Despite these perks, renting to own a car is different in the sense that it often involves hidden costs.  The monthly premiums of renting to own a bed or household appliances such as a washing machine aren’t affected by fluctuating interest rates. Besides that, our customers don’t need to pay a deposit to secure approval. This is often different when you are dealing with cars, with deposits exceeding R10 000, the equivalent of months’ worth of instalments. 

“Whilst you can cancel a car rent‐to‐own agreement without it affecting your credit score, the difference is that you’ll likely lose your deposit.

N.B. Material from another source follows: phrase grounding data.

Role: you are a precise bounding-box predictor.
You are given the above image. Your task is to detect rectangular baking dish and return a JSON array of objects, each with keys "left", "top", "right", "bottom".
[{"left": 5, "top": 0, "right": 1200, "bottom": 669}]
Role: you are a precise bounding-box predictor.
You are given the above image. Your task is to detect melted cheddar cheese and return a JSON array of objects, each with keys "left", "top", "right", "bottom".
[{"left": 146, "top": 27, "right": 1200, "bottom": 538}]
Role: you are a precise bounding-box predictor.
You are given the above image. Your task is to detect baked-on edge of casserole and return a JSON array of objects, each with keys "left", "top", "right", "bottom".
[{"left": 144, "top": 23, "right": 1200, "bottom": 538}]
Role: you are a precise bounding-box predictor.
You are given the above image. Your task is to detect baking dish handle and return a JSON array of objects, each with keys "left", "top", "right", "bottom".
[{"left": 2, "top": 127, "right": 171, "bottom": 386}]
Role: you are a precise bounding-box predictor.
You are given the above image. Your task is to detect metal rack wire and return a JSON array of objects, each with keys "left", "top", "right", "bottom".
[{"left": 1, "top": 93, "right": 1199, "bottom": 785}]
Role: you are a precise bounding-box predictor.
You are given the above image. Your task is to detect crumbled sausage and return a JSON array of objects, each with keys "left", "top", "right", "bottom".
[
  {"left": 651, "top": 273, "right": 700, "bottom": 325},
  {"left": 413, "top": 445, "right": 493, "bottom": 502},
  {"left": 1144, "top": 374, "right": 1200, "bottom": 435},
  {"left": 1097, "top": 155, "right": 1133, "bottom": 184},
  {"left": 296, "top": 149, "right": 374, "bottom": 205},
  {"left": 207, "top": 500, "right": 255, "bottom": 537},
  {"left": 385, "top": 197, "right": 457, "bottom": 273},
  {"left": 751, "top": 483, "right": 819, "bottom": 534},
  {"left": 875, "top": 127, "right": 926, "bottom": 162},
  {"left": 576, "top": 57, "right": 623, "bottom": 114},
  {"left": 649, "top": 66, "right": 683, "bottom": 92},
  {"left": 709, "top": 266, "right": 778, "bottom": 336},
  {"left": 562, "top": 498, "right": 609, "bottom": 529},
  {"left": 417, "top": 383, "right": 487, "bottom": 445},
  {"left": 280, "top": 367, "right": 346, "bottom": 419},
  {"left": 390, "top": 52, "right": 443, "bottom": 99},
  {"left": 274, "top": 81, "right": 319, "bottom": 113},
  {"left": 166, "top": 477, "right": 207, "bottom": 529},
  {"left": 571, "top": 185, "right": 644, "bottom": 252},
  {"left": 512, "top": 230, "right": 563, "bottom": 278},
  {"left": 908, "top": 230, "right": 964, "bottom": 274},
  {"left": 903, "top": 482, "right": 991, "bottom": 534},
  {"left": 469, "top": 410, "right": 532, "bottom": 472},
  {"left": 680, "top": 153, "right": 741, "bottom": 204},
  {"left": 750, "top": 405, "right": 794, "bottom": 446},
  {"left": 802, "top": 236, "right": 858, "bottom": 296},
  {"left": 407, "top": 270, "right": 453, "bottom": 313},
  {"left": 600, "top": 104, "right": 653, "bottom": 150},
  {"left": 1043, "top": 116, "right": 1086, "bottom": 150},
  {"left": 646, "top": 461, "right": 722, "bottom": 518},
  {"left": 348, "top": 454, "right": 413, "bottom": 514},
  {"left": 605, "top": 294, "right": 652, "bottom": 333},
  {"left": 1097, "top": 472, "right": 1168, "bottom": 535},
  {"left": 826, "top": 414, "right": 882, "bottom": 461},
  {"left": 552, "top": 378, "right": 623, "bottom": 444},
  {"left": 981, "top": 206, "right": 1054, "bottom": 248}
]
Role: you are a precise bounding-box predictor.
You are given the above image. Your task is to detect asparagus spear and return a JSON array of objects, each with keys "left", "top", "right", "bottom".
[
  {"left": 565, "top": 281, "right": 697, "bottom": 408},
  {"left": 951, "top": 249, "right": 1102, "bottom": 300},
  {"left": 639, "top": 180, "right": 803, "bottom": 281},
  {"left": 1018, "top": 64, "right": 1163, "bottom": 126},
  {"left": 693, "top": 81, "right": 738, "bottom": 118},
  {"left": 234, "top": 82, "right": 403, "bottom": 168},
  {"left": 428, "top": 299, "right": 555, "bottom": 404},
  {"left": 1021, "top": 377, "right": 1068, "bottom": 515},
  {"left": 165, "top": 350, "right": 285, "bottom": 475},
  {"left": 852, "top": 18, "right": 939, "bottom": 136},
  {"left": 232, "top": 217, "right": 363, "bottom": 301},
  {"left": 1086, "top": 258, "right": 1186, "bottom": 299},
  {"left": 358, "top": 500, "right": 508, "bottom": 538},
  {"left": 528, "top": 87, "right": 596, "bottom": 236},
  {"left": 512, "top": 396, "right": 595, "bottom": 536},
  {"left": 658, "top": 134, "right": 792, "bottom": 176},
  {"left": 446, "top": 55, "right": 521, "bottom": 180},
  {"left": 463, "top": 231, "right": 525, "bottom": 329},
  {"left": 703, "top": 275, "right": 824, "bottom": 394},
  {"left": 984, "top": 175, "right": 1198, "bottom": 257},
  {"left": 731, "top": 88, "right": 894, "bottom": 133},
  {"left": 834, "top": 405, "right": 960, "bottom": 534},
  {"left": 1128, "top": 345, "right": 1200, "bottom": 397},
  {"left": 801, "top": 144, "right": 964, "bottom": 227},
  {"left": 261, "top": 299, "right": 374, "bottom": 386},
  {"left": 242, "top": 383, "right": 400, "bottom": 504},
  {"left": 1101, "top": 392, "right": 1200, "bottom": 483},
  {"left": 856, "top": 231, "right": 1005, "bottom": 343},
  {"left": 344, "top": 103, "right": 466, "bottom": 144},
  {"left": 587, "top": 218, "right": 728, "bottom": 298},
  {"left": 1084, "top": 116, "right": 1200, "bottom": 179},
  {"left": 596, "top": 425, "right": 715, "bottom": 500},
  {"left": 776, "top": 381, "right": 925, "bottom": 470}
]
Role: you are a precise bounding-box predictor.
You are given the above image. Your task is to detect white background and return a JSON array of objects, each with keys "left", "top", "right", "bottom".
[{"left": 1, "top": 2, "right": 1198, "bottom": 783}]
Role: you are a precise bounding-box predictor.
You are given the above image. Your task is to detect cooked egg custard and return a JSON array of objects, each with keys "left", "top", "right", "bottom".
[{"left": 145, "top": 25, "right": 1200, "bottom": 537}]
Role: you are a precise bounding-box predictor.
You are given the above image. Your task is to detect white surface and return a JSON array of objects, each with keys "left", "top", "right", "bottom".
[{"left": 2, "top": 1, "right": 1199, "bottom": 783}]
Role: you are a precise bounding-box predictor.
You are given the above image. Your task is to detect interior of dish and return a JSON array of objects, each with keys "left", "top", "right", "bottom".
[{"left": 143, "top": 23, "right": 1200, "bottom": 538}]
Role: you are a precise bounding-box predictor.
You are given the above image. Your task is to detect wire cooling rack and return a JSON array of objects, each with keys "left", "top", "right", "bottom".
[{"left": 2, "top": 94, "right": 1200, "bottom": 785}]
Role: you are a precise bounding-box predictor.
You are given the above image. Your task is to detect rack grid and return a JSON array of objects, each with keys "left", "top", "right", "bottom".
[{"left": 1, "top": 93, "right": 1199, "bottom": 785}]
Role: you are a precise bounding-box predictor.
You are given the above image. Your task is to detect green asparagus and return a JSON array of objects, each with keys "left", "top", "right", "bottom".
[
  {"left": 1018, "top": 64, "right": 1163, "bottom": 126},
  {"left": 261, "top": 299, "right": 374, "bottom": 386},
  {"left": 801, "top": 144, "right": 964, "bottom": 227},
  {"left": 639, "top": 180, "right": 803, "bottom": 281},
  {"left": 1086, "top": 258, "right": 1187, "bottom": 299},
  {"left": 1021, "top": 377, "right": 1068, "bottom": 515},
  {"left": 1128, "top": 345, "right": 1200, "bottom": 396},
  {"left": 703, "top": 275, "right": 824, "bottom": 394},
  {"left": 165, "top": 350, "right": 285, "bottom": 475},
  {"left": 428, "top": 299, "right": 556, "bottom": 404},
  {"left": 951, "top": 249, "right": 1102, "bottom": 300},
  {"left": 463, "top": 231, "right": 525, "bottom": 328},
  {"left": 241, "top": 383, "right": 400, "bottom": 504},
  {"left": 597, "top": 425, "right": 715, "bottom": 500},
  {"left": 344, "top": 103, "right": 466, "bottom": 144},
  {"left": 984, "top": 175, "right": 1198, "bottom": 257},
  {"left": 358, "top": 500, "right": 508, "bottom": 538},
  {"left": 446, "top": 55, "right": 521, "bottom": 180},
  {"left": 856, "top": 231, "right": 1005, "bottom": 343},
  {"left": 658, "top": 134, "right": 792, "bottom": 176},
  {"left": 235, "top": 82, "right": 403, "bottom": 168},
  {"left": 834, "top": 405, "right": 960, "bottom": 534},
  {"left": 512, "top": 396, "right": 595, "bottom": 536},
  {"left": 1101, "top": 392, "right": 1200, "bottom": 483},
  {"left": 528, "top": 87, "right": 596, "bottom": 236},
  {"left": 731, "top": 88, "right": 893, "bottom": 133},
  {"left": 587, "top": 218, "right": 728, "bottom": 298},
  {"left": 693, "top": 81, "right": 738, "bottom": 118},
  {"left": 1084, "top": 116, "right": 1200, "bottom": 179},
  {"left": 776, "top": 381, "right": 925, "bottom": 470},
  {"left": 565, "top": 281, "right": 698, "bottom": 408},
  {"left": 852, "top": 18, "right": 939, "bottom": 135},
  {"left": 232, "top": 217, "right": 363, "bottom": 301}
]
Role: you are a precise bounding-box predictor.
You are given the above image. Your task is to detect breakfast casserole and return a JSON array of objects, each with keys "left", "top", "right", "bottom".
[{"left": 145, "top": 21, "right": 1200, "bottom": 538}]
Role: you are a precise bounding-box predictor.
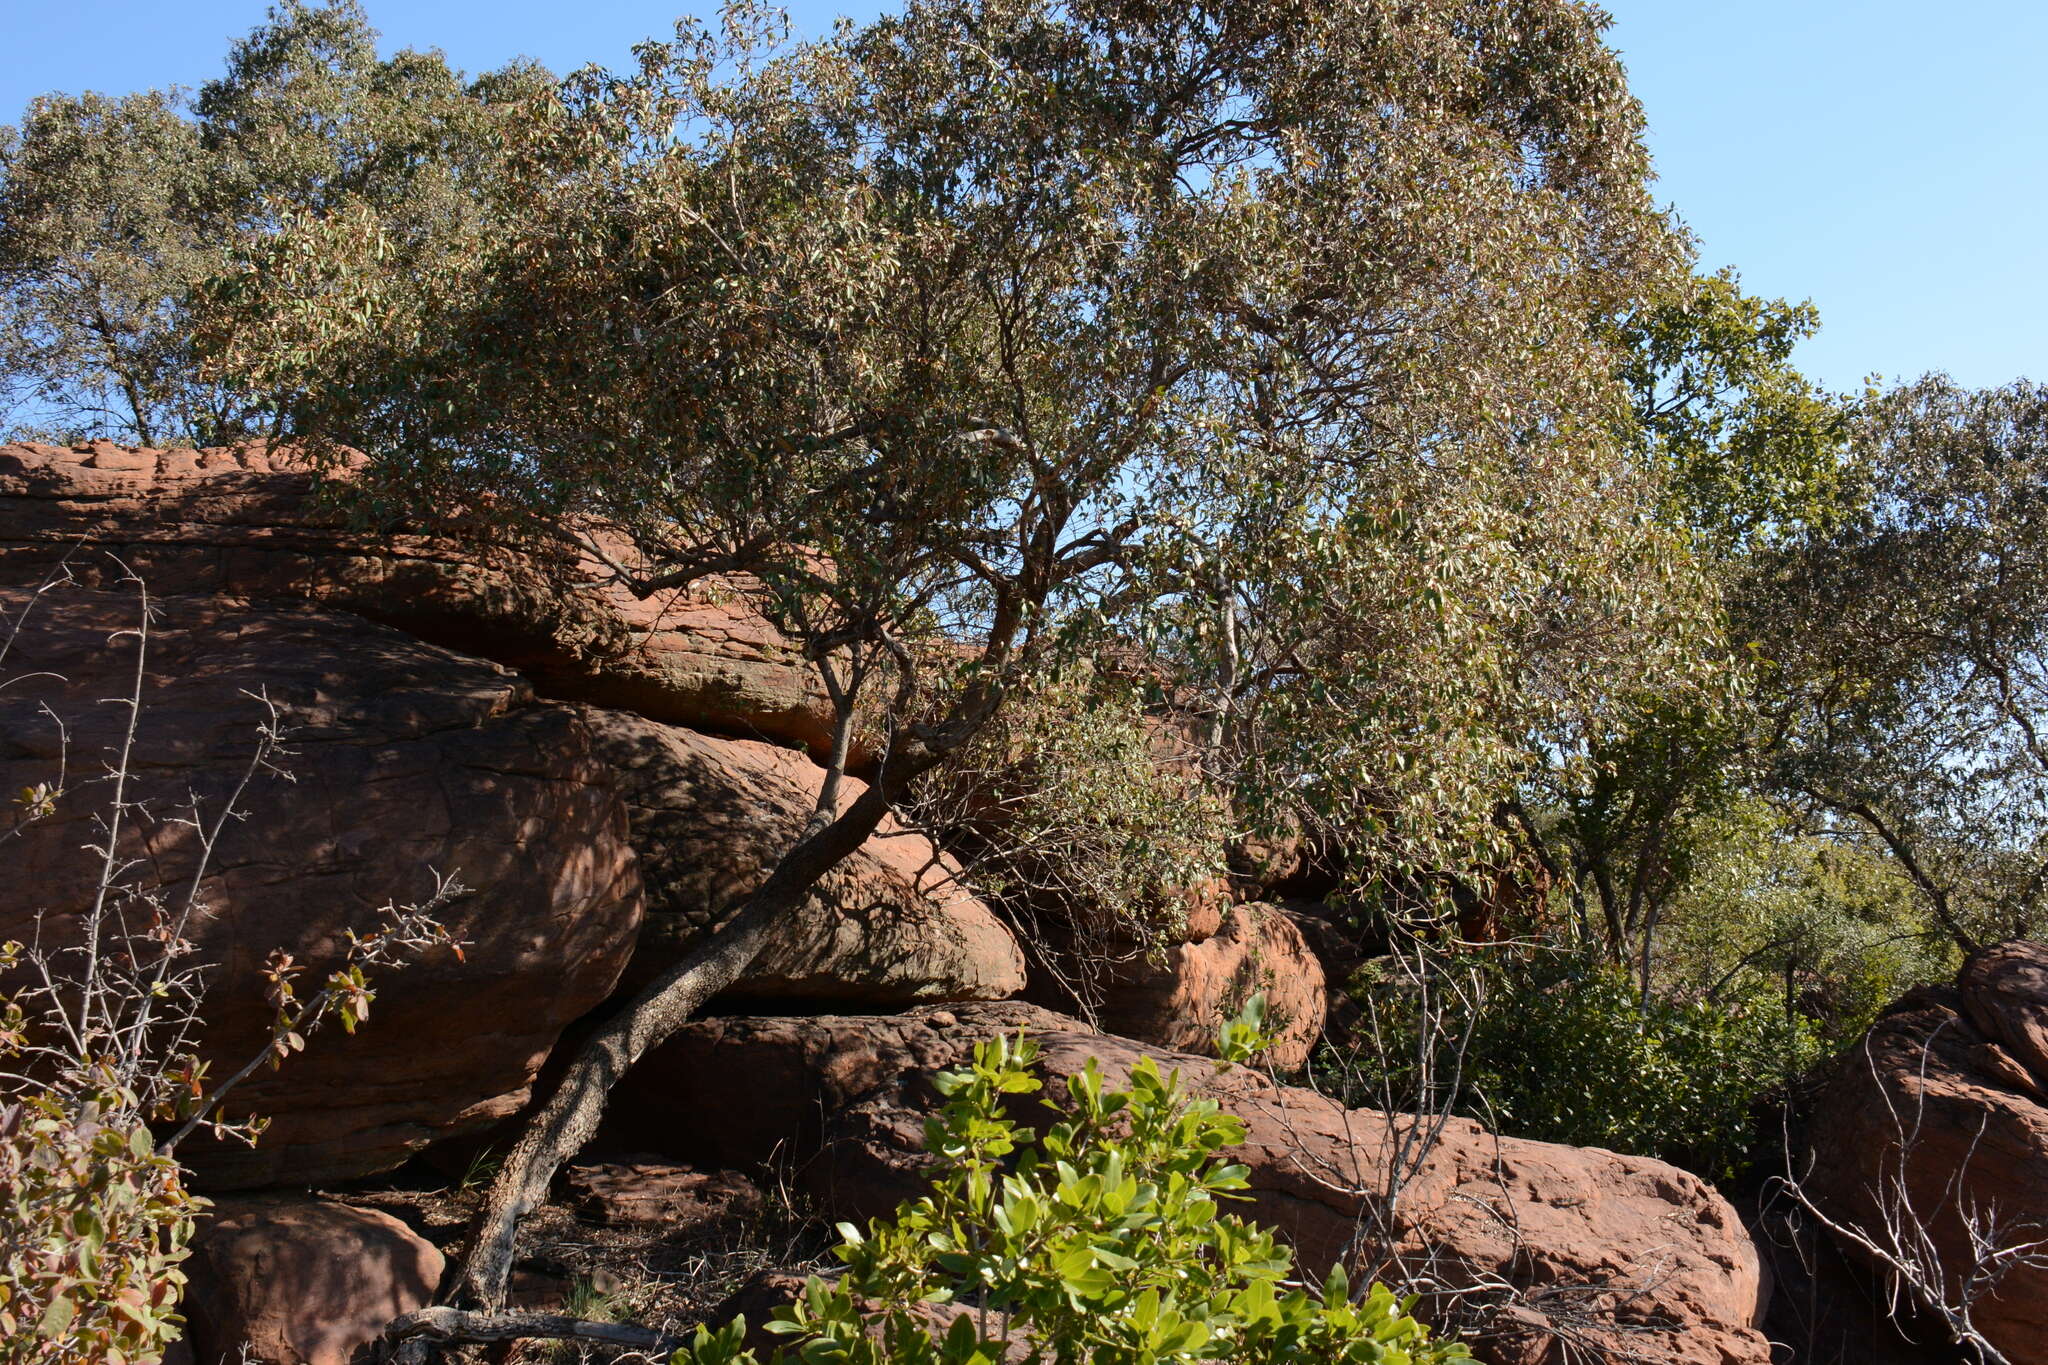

At Teljoy, you don’t have to pay a deposit, meaning you won’t lose that chunk of change when you cancel a deal,” Sassen says. 

Another risk is when consumers aren’t, for whatever reason, able to pay their car premiums in time, for instance, because of unforeseen cash flow issues or a simple mistake. “If you do not pay by the due date, the car will be repossessed, sometimes within weeks, and on top of that you will lose your deposit,” Sassen says. 

That is why consumers who are exploring their rent‐to‐own car options are advised to check and double‐check whether any repairs, maintenance and other costs are included in the premiums, or not. 

“At companies like Teljoy, the maintenance and service costs, as well as repairs of our product offerings are covered by your instalments,” he adds. “This makes it a convenient, cost‐effective and time‐efficient way of getting your hands on what you need to build your home, without breaking the bank, impacting your cash flow and risking to lose a substantial amount of money on deposits.”